ナナに上げたいものが見つからなくて、さっきから歩き回ってる。


ナナには、アクセサリーをあげたいんだよね。
前、アクセサリーがほしいって言ってたから。
でも、あんまり高いのはお小遣い的に変えないから、ある程度安いものを探してる。
それでいて、ナナに似合いそうなもの。

それが、さっきから見つからない。


「ね〜、お母さん〜。」

「ん〜???」

「なんか良いお店知らない〜??」

「う〜ん……ナナに似合うものがあるかは分からないけど、可愛いお店なら…確かこの近くにあるはずよ。」

「えっ、本当!?ね、それどこ!?」

もー、知ってるなら早く言ってほしかったな〜〜。

そんな私の心の声が分かったのか

「灯里が自分で探さないと意味がないでしょ???可愛いお店、この近くにあるから、自分で探してみなさい。」

うえええっ?!嘘でしょお!?ココまで行っておいて、なんでつれてってくれないのさぁ!!!
ただ、お母さんの言い分が最もだから、しぶしぶ頷いた。


あたりをキョロキョロと見渡して、地図を見つける。おっ、ラッキーなんて思いながら地図に近づく。

えっと、ココが現在地ね。
ってことは……えっ、この地図逆さま!?


だけど、まさかの逆さまになった地図。

意味わかんないんだけど〜っ!!!こっちは急いでるっつうのに!!!!


下にあるタッチパネルで、ファッション関係のお店に絞り込んで…この近くってお母さん言ってるから、きっと1キロ圏内。
1キロ圏内のファッション系のお店って、10件??意外とある…。
あ、でも、ナナに合うものがあるかは分からないって言ってたから、子供用のお店じゃないでしょ。
子供というワードを検索から除外して…今まで行ったことのあるお店は除外した。
おっ、3件。

よし、全部虱潰しに当たるか。


今日は運が良いのか悪いのか…1件目がビンゴだった。

キラキラと飾り付けられた店内が窓の外から見える。
明るいけど、ゴージャス過ぎる感じもなく、きっとこれなら私一人でも入っていけるな、と思った。

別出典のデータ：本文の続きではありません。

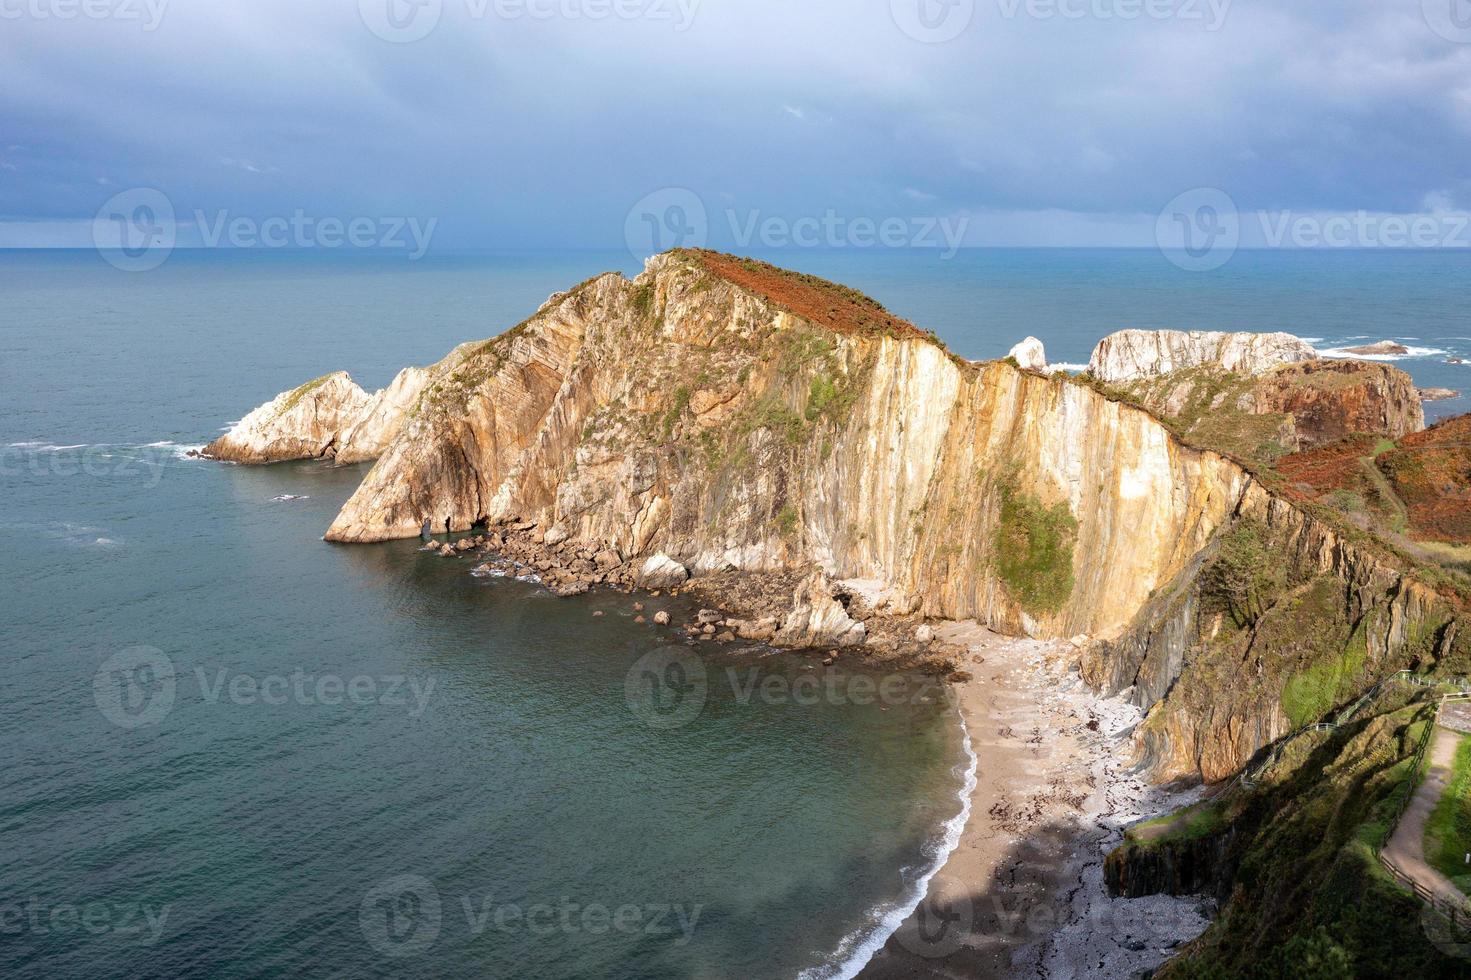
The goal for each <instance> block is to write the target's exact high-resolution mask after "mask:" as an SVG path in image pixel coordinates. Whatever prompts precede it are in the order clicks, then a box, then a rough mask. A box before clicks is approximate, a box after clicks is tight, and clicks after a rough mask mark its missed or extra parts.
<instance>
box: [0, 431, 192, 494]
mask: <svg viewBox="0 0 1471 980" xmlns="http://www.w3.org/2000/svg"><path fill="white" fill-rule="evenodd" d="M168 455H172V450H168V453H165V447H162V446H85V444H76V446H54V444H51V443H43V441H28V443H10V444H9V446H0V477H19V475H24V474H29V475H32V477H99V478H103V477H106V478H119V480H134V478H137V480H140V481H141V483H143V484H144V486H146V487H156V486H159V483H160V481H162V480H163V469H165V462H163V461H165V459H166V456H168Z"/></svg>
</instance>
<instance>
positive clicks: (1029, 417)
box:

白いドアを開けて、店内に入ると、店員さんらしき若い女性の「いらっしゃいませ〜」という、綺麗な声が私を迎えてくれた。


「お客様、何をお探しでしょうか???」

「あ、えっと、友達にアクセサリーをあげたくて…」

「それなら、……このネックレスがお勧めですよ〜〜。安くて可愛いと女子中高生の間で人気の商品なんです。」

そう言って店員さんが取ってきたのは、細いチェーンに羽の付いた鍵のようなチャームとハートを掲げた天使の付いたネックレス。

「うわあっ、可愛い〜〜〜っ!!!!」

それに、ナナが付けたら似合いそう!!!

「そうですよね〜、私もこのネックレス好きなんですよ〜。あ、ほら、私が今つけてるブレスレット。これも、このシリーズなんです。」

へえー。
店員さんの腕に付いたブレスレットと、その手のひらにおいてあるネックレス。

どっちも捨てがたい!!!!
ナナ、美人だから両方似合うって。絶対。
でも、お値段を見ると、さすがに二つは買えない。さて、どっちにしようか。

あ、でもナナ、こっちは似たの持ってたかも……

んーー、どっちにしようか。
顎に手を当てて真剣に店員さんの腕と手のひらを見つめる。


――――

「ありがとうございました〜〜。」

素敵なお店を出る。

「灯里、素敵なものが買えたわね。」

「うんっ!!!お母さんのおかげだよ。ありがとう!!!!」

「何言ってるの。これは灯里の力よ。お母さんは何もしてないわ。」

「でも、コレを買えたのは、お母さんのおかげだもん!!!」

「ふふっ、ありがとね。」

お母さんの手のひらが頭にのって、ふんわりと、お母さんの良い香りがした。

そして、私の胸に抱えている、ナナに渡す物。
私は、絶対その包みをおらないように、両手に抱えて家に持ち帰った。


別れの日。絶対、泣かないよ。だって、一生会えなくなるわけじゃないし、泣いたらナナが困るから。
ナナに馬鹿って言っちゃったこと、謝らないといけないな……。
ああ、でも、本当はその日が、来てほしくない。


けど、時は確実に進む。止まるなんてありえない。
心の時間が止まるとか、よく言う人が居る。それは否定しないけど、心の時計を留めても世界の時間は進む。

来てほしくない日がこないなんてことは、ありえない。


その日、我が家は朝から慌しかった。ナナと麻奈ちゃんと健一くんが朝の10時に新幹線に乗るから、その時間に合わせるため、私は6時に起きた。
新幹線の乗り場はココからかなり離れていて、車で1時間くらいかかる場所だから、最悪でも8時40分には車で出発しないといけない。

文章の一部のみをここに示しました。